Schleswig-Holsteinisches Oberlandesgericht Im Namen des Volkes Urteil

5 U 72/04

In dem Rechtsstreit

hat der 5. Zivilsenat des Schleswig-Holsteinischen Oberlandesgerichts in Schleswig auf die mündliche Verhandlung vom 16. Dezember 2004 für Recht erkannt:

Tenor:

Die Berufung der Beklagten gegen das am 18. Mai 2004 verkündete Urteil der Kammer für Handelssachen I des Landgerichts Itzehoe - 5 O 135/03 - wird mit der Maßgabe zurückgewiesen, dass der Urteilsausspruch des landgerichtlichen Urteils wie folgt neu gefasst wird:

1. Die Beklagte wird verurteilt, an die Klägerin 4.846,73 € nebst Zinsen in Höhe von 11,25 % auf 2.482,67 € seit dem 4. Juli 2003, auf 1.587,51 € seit dem 5. August 2003 sowie auf 785,55 € seit dem 4. September 2003 zu zahlen.

2. Es wird festgestellt, dass die zu I. a) der zu UR-Nr. 241/2003 A des Notars Dr.
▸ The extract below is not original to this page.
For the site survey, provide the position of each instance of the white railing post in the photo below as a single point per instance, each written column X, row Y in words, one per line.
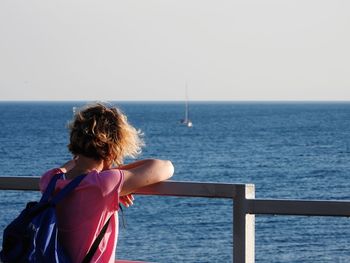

A., beurkundete Abtretung von Miet- und Pachteinnahmen aus den der Klägerin gehörenden Grundvermögen "S.-Straße" in A. und "P.-feld 5" in L. an die Beklagte unwirksam ist.

Die Beklagte trägt die Kosten beider Rechtszüge.

Das Urteil ist ohne Sicherheitsleistung vorläufig vollstreckbar.

Gründe:

I.

Die Klägerin, eine mit dem Erwerb und der Verwertung von Immobilien beschäftigte Kommanditgesellschaft, begehrt gegenüber der Beklagten, einer Bank, die Feststellung der Unwirksamkeit einer Forderungsabtretung sowie Schadensersatz.

An der Klägerin waren laut § 3 des Gesellschaftsvertrages vom 3. März 1999 (K 1, Bl. 9 ff. d. A.) neben weiteren Personen die Bankkaufleute Jörn B. und Marcus K. als persönlich haftende Gesellschafter beteiligt - beide kapitalmäßig jedoch nur in Höhe von 5 % - und gemäß § 4 des Vertrages jeweils zur alleinigen Vertretung der Gesellschaft unter Befreiung von den Beschränkungen des § 181 BGB berechtigt. Daneben war der Kaufmann Jörn B. zeitweise auch an diversen anderen Gesellschaften beteiligt, teilweise zusammen mit dem Kaufmann K., zugleich jeweils auch Geschäftsführer. Zur Sicherung eines persönlich der Beklagten "aus Krediten und Bürgschaften" geschuldeten Betrags von 835.526,47 € schloss Jörn B. mit der Beklagten - diese seinerzeit vertreten durch ein Inkasso-Unternehmen, die X. KG - am 12. Februar 2003 zu UR-Nr. 241/2003 des Notars Dr. A. (K 2, Bl. 15 ff. d. A.) eine Abtretungsvereinbarung, mit welcher er diverse eigene Forderungen, aber auch Forderungen von Unternehmen, an welchen er beteiligt war, an die Beklagte zur Sicherung abtrat, in diesem Zusammenhang auch "die Miet- oder Pachteinnahmen" aus den im Eigentum der C & D KG, also der Klägerin, stehenden Objekten "S.-Straße, A." sowie "P.-feld 5, L.". Beim Vollzug dieser Abtretung vereinnahmte die Beklagte die Mieten aus den beiden Immobilien A. und L. für die Monate Juli, August und September 2003 in Höhe von insgesamt 4.876,73 €. B. schied im Sommer 2003 aus der Klägerin aus.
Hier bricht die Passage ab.